3. Look to see which PDA would help to improve the chosen fundamental. Look to see what will happen to ALL the fundamentals when the PDA is purchased and used.

4. Make a choice based on the information on hand

What the Manufacturers Are Not Doing

In the 1980’s and 1990’s, I had the sense that the companies selling productivity solutions — DayTimer, DayRunner, FiloFax, Covey et al
were committed to finding productivity solutions that happened to be paper based.

Now, when I visit any of the PDA or smartphone manufacturer’s sites, I don’t see anything other than a focus on new features.

As an engineer, I confess a certain love of technology. However, I am unwilling to destroy my productivity just in order to obtain a
new piece of techno-candy, no matter how much it enhances my appearance.

The problem is that it’s just so easy, fun and sexy to jump on the internet or visit the Apple store to buy the latest device. And it’s
just so damn hard to sit down and figure out the fundamentals by following the steps I describe above.

It’s the reason why so many gadgets end up at the bottom of so many desk drawers. Trying to engineer an improvement in one’s time
management system by purchasing a PDA without knowing the fundamentals is a hard trick to pull off.

Some are able to do it, but many fail.

Visiting a CrackBerry Forum

money-and-gun.jpgI spent a few minutes this morning starting to do some research into how Blackberry’s are used.

I visited the Crackberry Forum and have looking around for a conversation to join on how their productivity has been improving from using their Blackberry.

I am still searching, but after 30 minutes, I can’t find anything on the topic.

That is, unless one defines productivity as the ability to say “I can send and receive email in the shower,” or “I am addicted to my device.”

While the Blackberry undoubtedly allows its users a certain freedom of movement, that capability does not mean that someone is more productive.  I compare it with another dubious claim — having a new piece of gym equipment at home, does not mean that someone is more healthy.

If there is one thing advertisers are very good at, it’s selling the general public on the idea that achieving their goals has more to do with purchasing equipment, than it does personal habits and practices.  Unless underlying practices change, its hard to imagine how any piece of equipment can make a difference.

I am coming to believe  that  the gains to be made by being able to read  and send email from anywhere, are easily negated by the many, many times that a Blackberry user is distracted from doing the primary task they are out to accomplish.

Here is a case in point, in a post from the forum:

Today I was at my Wife’s dad’s funeral and was sitting in the second row, the first thing my mother in-law did when we sat down was reach behind her to where I was sitting and said, “give it to me”. I knew EXACTLY what she was talking about and refused but I showed her that it was in Vibrate and I wouldn’t be doing anything work related at that time because they knew I was busy with the funeral today. That lasted all of about 5 minutes into the service before I started replying back to e-mails very quietly and attempting to login to one of my servers to restart the anti-spam service because I was getting hammered with SPAM to my BB.

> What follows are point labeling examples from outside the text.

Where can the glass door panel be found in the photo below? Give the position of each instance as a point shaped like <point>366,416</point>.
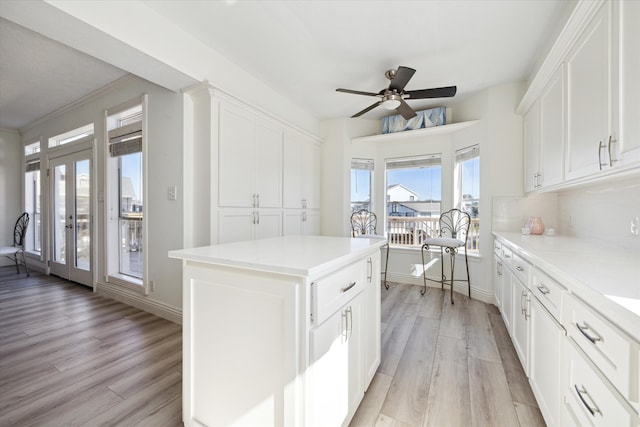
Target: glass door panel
<point>82,227</point>
<point>59,213</point>
<point>71,217</point>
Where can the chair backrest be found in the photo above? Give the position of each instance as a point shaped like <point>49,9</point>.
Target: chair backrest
<point>454,223</point>
<point>20,230</point>
<point>363,223</point>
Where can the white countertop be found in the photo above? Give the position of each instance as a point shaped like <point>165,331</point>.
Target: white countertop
<point>602,274</point>
<point>294,255</point>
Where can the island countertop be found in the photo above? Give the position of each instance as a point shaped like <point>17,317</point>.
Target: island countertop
<point>601,273</point>
<point>294,255</point>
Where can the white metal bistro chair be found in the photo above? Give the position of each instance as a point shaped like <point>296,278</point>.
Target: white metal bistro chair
<point>19,232</point>
<point>454,234</point>
<point>363,224</point>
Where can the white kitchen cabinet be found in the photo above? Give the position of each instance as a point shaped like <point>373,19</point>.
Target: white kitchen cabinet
<point>507,290</point>
<point>278,333</point>
<point>532,147</point>
<point>589,99</point>
<point>305,222</point>
<point>497,281</point>
<point>336,385</point>
<point>521,324</point>
<point>302,159</point>
<point>552,132</point>
<point>249,159</point>
<point>247,224</point>
<point>371,342</point>
<point>627,151</point>
<point>545,363</point>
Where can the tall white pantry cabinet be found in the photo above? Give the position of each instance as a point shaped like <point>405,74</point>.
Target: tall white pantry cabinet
<point>268,175</point>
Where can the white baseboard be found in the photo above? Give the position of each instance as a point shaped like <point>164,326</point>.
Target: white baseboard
<point>140,301</point>
<point>459,287</point>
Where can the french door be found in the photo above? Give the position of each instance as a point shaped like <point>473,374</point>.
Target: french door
<point>71,217</point>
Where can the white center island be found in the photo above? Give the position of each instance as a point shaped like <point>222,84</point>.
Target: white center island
<point>279,332</point>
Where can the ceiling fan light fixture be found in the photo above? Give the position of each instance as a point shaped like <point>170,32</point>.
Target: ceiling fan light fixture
<point>391,102</point>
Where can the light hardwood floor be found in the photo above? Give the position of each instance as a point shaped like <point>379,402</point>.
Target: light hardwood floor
<point>70,357</point>
<point>445,365</point>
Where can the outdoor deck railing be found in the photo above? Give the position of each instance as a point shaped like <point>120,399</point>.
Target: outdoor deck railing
<point>412,231</point>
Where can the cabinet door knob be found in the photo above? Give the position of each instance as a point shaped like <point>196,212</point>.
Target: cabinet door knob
<point>584,328</point>
<point>591,408</point>
<point>349,286</point>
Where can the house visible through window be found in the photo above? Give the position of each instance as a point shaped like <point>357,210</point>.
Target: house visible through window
<point>467,186</point>
<point>361,178</point>
<point>126,173</point>
<point>414,195</point>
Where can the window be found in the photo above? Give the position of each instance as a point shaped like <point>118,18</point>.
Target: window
<point>126,183</point>
<point>71,136</point>
<point>33,239</point>
<point>467,187</point>
<point>414,195</point>
<point>361,178</point>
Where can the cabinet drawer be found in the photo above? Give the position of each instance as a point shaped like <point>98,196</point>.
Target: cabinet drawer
<point>548,292</point>
<point>334,290</point>
<point>615,354</point>
<point>521,269</point>
<point>591,400</point>
<point>497,248</point>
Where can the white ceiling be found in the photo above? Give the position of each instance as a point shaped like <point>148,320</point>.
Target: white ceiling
<point>307,49</point>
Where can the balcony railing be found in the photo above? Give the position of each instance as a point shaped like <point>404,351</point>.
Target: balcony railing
<point>413,231</point>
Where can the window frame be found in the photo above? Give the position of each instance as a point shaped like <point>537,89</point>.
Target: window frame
<point>112,200</point>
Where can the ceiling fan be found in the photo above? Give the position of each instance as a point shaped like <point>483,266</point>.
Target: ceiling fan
<point>393,97</point>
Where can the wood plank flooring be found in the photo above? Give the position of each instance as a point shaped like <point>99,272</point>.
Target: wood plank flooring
<point>69,357</point>
<point>445,365</point>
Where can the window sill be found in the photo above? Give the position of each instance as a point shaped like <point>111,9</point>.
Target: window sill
<point>411,249</point>
<point>126,281</point>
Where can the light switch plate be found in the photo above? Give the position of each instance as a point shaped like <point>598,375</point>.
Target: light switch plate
<point>172,192</point>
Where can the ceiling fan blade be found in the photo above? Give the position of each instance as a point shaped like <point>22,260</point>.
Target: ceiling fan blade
<point>440,92</point>
<point>369,108</point>
<point>401,78</point>
<point>356,92</point>
<point>406,111</point>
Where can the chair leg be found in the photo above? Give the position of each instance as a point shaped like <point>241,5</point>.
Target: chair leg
<point>24,260</point>
<point>424,273</point>
<point>466,260</point>
<point>386,268</point>
<point>453,266</point>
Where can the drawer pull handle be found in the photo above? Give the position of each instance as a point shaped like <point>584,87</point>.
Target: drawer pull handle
<point>543,290</point>
<point>591,338</point>
<point>351,285</point>
<point>591,408</point>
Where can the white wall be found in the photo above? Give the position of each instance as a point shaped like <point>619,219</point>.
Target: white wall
<point>165,167</point>
<point>10,186</point>
<point>499,134</point>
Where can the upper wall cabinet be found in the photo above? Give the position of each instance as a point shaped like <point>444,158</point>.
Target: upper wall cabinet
<point>592,107</point>
<point>589,113</point>
<point>628,150</point>
<point>544,136</point>
<point>302,158</point>
<point>250,159</point>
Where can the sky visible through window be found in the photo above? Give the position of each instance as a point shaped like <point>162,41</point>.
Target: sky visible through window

Setting aside the obvious display of bad manners, this kind of behavior costs something to the user, his wife, his mother-in-law and those around him.

This is just not a demonstration of an increase in productivity.

But the  problem doesn’t lie in the device.  The device is superb at doing what it does — providing portable email-based computing.

However, people whose practices are poor don’t benefit from the purchase of a Blackberry, any more than a monkey’s safety improves  when it finds a  working gun in the forest.  In each case, there might be a kind of addiction that makes it a bit useful, but the overall result could very well lead to disaster.